Брыкался-брыкался мужик, а под конец — сел на землю колодой — и все: поди сковырни.
Почесался Дормидон, поплевал на руки — дюжий был — за аркан покрепче да как завьется с мужиком вверх. И ходу, все пуще, только ветер свистит. На мужика и не оглядывается: тяжело на аркане, стало быть, тут мужик, ну и ладно, а что утих — и того лучше.
Прилетел в рай, упыхался, ухмыляется Дормидон во весь рот: доволен.
— Вот он, мужик-то ваш. Предоставил. Поглядели: а мужик лежит, не копнется, синий весь, язык высунут. Готов.
Осерчал тут господь — не приведи господи как…
— Предоста-авил! Дурак ты, дурак набитый! Сейчас — вон, и чтоб духу твоего не было!
Обчекрыжили Дормидону крылья — и на землю сослали. Пока, это, еще опять до ангелов дослужится.
1916
Тряхнуло — посыпались сверху звезды, как спелые груши. Опустел небесный свод, стал как осеннее желтое поле: только ветер над желтой щетиной гудит неуютно, и на краю, на дальней дороге, медленно ползут два черных человека-козявки. Так ползли в пустом небе солнце и месяц, черные, как бархатные ризы на службе в Великий Пяток: черные, чтоб светлее сияло Воскресение.
Тут-то и попер по земле Хряпало. Ступни медвежачьи, култыхается, то на правую ногу, то на левую. Мертвая голова вепря — белая, зажмуренная, лысая: только сзади прямые патлы, как у странника, до плеч. И на брюхе — лицо, вроде человечьего, с зажмуренными глазами, а самое где пуп у людей — разинается пасть.
В поле под озимое орал дед Кочетыг. Штаны пестрядинные, рубаха посконная, волосы веревочкой подвязаны, чтобы в глаза не лезли. Глянет в небо дед: жуть. А пахать все равно надо. Такое уж дело.
И сзади Хряпало наперся на деда: глаза у Хряпалы только так, для порядку, а разожмурить не может, по чем ни по-падя прет.

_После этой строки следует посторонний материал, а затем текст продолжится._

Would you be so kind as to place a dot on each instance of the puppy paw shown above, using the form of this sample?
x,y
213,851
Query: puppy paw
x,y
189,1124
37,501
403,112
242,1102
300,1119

— Ты кто такой? — деду говорит; где пуп у людей — разинул Хряпало пасть — брюхом говорит. — Ты чего на моей дороге? — другую пасть раззявил, вепрячью, — хряп: одни дедовы лапти наружи.
Еле-еле слыхать, будто из-под земли, дедов голос:
— А хлеб как же? Хлеба не будет…
А Хряпало — брюхом:
— А мне наплевать… — только и видели деда.
На просеке девчушка Оленка цветы собирала — первые колокольцы весенние. Мелькают босые ноги, белые между колокольцев, и сама, как золотой колоколец, заливается: про свекровь-матушку, про лиха мужа, — за сердце берет.
Споткнулся Хряпало на Оленку:
— Ты чего на дороге? — хряп: одни пятки босые забились белые.
Из глуби только и успела крикнуть Оленка:
— А песня…
— А мне наплевать, — пробрюхал Хряпало и последнее заглотил — белые пятки.
Где ни пройдет Хряпало — пусто, и только сзади него останется — помет сугробами.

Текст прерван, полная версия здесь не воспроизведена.